The Association of British Insurers have said they do not believe raising the small claims limit to £5,000 for personal injury cases will affect access to justice. Following the Transport Committee’s Whiplash Inquiry on 17th June the head of motor and liability, James Dalton said:
“Naturally there has been a howl of protest from the personal injury lawyers who can see that the gravy train of excessive fees may soon hit the buffers. They argue that “access to justice” will be undermined and that lawyers are needed to represent the interests of the claimant.”

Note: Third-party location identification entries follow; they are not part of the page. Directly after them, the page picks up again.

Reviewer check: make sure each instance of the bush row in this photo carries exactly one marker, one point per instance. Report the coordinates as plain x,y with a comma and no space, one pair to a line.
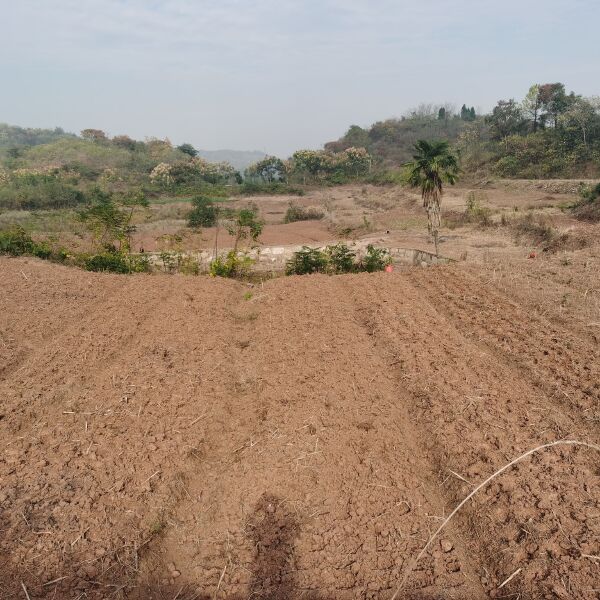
337,259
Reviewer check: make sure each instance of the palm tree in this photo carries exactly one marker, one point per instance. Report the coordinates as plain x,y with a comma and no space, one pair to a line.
433,165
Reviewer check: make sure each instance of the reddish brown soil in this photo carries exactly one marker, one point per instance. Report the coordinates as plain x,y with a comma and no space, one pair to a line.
169,437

Senior partner at Bott and Co, David Bott said he believes that a raise would negatively affect the justice system in a number of ways, most notably with more litigants in person, which would flood the Small Claims Court. He said:
“The overall results would be more involvement from insurance companies and claims management companies, with many claimants left without legal representation. If claimants are not advised by solicitors it will be difficult for them to know if they have a good case or not.

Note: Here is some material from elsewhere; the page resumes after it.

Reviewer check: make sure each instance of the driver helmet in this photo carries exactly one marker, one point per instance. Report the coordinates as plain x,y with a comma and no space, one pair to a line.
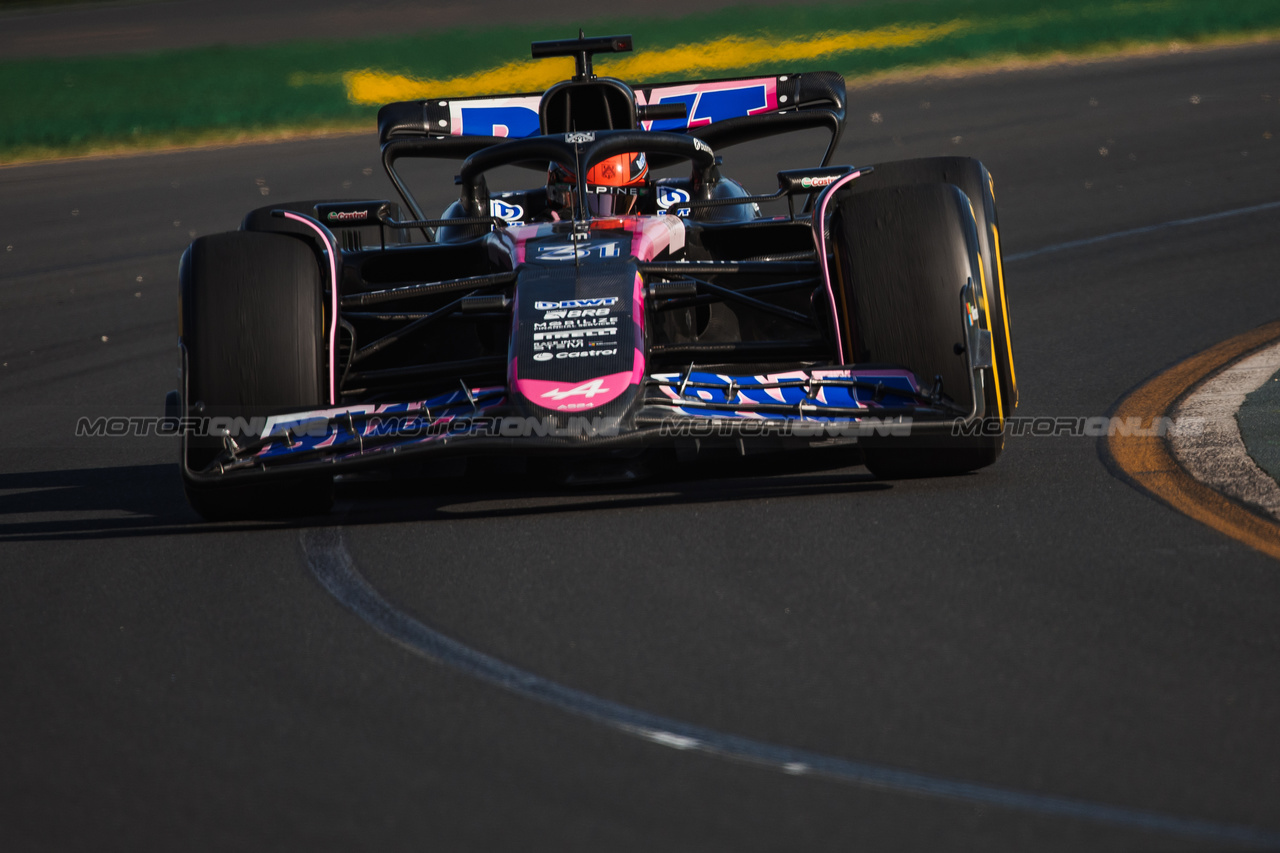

We, as solicitors currently act as ‘gatekeepers’, if the small claims limit rises the Small Claims Court will become flooded with litigants.”
James Dalton also attacked whiplash claimants as he thinks it is “inconceivable” that the 500,000 whiplash claims made every year are genuine. He described whiplash as the “fraud of choice” for the UK, because he does not believe insurers can disprove it.
If the small claims limit rises the Small Claims Court will become flooded with litigants.
David Bott responded: “The ABI’s comments regarding whiplash being the “fraud of choice”, surely an increase in the small claims track limit will only lead to an increase in fraud as the filter applied by claimant lawyers is removed from the system.”
Before the inquiry personal injury lawyers demanded a cap on insurance companies advertising costs. The demand was made in written evidence by the current APIL President Matthew Stockwell before evidence was taken at the whiplash inquiry on Monday 17th June. He described insurance advertising spending as ‘astronomical’ and Andrew Ritchie QC, head of 9 Gough Square chambers said the money could be better used reducing premiums instead of increasing insurer’s market share.